オールド・ウィンザーのクレイホール・ファーム・ハウスはウィンザー大公園の端にあって国王の居城からわずか1マイルの距離であり、ウィリアムがすでに計画していた40フィートの望遠鏡を建設するのに絶好の場所を提供してくれるはずだった。しかし、彼は(カロラインが「訴訟の好きな女性」と呼んだ)家主と交渉しなければならなかった。家主の女性は、ウィリアムが家屋敷に手を加えれば、家賃を上げることになるのではないかと恐れたのである。そこで、たった9か月後の1786年4月に、スラウへ最後の転居をしたのであった。(クレイホール・ファーム・ハウスは1842年に王室弁務官に払い下げられたが、1979年に解体されてしまった。王室弁務官がこの建物の歴史的意義を認識していなかったためだろう。)

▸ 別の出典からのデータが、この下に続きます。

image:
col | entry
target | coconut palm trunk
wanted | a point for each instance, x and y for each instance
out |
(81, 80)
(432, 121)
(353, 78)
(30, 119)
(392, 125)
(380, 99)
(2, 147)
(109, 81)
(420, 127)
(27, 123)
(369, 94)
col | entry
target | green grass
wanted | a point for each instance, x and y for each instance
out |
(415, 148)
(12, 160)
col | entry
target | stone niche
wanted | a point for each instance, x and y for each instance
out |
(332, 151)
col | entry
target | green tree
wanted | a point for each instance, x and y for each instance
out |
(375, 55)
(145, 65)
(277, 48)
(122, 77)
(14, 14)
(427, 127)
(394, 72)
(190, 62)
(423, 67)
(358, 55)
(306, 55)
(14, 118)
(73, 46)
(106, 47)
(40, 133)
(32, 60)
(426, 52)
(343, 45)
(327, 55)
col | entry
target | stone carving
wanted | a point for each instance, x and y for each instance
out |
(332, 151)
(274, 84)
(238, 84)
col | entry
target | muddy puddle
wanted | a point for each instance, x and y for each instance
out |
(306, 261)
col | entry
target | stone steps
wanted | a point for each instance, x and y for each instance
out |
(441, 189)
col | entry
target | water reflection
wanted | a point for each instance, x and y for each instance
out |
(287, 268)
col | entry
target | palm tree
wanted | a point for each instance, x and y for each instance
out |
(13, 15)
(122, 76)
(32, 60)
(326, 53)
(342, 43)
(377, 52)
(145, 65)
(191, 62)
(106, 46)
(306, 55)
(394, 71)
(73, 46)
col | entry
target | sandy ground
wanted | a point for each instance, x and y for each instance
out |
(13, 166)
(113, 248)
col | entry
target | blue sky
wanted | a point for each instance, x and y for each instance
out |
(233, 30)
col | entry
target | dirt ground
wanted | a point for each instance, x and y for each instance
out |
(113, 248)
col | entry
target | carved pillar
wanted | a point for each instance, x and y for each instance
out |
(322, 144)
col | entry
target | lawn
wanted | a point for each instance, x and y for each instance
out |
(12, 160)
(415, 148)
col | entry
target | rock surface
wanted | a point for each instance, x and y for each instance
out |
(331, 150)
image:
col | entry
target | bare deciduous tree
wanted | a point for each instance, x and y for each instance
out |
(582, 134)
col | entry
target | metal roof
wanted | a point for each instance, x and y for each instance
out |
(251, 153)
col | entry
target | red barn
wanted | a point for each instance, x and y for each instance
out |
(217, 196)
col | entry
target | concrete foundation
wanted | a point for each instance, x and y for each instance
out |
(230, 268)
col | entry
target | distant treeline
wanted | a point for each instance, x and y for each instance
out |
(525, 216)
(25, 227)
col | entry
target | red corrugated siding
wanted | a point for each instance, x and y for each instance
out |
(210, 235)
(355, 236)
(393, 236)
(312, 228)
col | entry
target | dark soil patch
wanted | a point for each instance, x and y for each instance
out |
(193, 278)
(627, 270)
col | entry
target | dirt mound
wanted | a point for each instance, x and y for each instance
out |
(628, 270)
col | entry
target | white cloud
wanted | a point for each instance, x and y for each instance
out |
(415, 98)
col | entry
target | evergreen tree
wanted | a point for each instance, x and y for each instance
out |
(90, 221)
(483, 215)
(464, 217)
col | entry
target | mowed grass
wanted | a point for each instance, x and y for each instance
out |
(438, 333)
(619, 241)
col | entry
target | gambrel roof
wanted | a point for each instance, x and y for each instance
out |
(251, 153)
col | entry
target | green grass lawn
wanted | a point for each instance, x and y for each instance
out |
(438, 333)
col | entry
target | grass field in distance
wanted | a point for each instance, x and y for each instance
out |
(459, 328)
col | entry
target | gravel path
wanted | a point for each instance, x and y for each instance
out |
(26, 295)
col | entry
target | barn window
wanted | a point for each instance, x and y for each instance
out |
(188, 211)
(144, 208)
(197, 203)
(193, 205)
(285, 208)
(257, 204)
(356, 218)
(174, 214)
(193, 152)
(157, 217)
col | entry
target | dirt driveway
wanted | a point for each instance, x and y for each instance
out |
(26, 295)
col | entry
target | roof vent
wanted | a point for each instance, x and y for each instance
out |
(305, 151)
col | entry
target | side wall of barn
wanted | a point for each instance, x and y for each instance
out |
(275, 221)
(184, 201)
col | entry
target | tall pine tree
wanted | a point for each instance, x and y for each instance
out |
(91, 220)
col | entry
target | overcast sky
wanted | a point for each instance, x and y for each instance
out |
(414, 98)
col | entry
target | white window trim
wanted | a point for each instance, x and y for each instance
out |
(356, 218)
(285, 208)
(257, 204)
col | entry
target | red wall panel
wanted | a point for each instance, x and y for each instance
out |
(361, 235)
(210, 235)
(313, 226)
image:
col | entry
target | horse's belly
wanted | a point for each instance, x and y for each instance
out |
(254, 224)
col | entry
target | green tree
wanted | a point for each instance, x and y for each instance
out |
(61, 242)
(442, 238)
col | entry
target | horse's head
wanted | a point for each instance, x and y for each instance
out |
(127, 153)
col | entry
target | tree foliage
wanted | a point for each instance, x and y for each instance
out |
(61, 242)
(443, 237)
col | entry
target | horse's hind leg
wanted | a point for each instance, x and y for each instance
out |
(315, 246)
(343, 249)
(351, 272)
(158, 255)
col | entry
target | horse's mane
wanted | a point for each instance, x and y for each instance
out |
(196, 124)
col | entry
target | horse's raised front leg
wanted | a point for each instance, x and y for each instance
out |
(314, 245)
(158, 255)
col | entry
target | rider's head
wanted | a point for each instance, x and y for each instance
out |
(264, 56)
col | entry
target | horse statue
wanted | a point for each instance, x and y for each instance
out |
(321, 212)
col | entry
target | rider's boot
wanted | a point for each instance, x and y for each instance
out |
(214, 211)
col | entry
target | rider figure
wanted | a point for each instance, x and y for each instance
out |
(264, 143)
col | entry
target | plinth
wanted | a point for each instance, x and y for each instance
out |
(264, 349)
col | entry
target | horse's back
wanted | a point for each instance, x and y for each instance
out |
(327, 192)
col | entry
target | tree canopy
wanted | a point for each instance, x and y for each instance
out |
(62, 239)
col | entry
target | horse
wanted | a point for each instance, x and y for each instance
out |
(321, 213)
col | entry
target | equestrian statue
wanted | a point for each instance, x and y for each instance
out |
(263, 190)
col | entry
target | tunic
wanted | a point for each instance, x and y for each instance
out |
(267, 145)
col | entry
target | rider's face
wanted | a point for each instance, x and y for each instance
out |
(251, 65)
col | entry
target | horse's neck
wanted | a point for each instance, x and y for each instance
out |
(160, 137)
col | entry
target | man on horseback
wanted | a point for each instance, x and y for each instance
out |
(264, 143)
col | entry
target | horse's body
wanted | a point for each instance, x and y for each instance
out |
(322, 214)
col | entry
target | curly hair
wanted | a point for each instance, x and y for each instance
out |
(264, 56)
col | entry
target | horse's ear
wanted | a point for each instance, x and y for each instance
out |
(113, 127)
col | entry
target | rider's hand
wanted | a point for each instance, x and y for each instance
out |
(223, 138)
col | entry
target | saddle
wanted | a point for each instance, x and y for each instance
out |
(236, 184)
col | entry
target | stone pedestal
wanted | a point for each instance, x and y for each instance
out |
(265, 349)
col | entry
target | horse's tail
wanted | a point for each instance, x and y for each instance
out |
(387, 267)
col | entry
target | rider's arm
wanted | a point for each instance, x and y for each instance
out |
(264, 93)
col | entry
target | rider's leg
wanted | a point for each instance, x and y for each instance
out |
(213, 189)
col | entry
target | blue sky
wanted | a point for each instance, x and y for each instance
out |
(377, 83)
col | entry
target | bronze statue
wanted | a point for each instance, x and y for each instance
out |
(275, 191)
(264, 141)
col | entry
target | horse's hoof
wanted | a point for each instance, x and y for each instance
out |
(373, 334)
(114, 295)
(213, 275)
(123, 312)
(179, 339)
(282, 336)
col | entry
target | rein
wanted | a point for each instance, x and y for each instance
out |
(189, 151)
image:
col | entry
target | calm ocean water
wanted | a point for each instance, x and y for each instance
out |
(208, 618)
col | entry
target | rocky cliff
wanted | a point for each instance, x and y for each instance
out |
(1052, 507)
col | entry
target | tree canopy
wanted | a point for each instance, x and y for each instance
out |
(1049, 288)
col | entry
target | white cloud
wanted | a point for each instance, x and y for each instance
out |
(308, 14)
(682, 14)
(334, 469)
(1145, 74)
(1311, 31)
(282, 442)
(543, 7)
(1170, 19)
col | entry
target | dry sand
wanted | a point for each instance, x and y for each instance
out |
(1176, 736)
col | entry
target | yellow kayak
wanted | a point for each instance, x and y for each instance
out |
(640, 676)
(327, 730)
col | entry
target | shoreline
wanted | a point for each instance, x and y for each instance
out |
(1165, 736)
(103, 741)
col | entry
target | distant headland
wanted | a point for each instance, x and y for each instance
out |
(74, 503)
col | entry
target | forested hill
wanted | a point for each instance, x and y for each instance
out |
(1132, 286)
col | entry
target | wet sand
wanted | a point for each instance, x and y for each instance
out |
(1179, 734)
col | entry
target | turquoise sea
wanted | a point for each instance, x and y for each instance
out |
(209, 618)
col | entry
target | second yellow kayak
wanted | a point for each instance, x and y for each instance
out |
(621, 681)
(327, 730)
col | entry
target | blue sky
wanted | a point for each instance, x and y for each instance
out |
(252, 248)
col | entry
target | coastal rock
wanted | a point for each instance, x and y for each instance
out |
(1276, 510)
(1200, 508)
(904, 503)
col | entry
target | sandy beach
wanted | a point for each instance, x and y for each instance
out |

オブザヴァトリー・ハウス(観測館)として知られるようになった建物は、かつては辺りを取り囲むたくさんの見事な楡の木のために(その多くをハーシェルが地平線近くの視界を得るために伐り倒してしまったのだが)「木立の館」と呼ばれていた。この家はボールドウィンという名前の裕福な一家のものであり、その一家の娘メアリーが1788年にウィリアムと結婚したのであった。この家は後に「蔦の館」と改名された。ウィリアムの結婚後、カロラインは庭園のコテージに移り住み、そこの屋根から彗星を捜索していたため、やがてオブザヴァトリー・コテージとして知られるようになった。オブザヴァトリー・ハウスという名前は後に19世紀になって付けられた。ウィリアムが40フィート大望遠鏡を建設したのはここであり、50フィート以上の高さにそびえる望遠鏡は50年に渡ってイギリスの国土測量局発行の地図で分かりやすい目標物とされたのである。
往時のオブザヴァトリー・ハウス
ウィリアムは1822年に死去したが、この家は1960年に解体されるまでハーシェル一族が使用し続けた。
40フィート望遠鏡の鏡筒
とはいえ、ちょうどハーシェルの望遠鏡が当時の技術の最先端だったように、その土地に現在イギリスの最先端のコンピューター会社であるICLの本社が置かれているのはよく似合っているし、その建物は今でもオブザヴァトリー・ハウスとして知られているのである。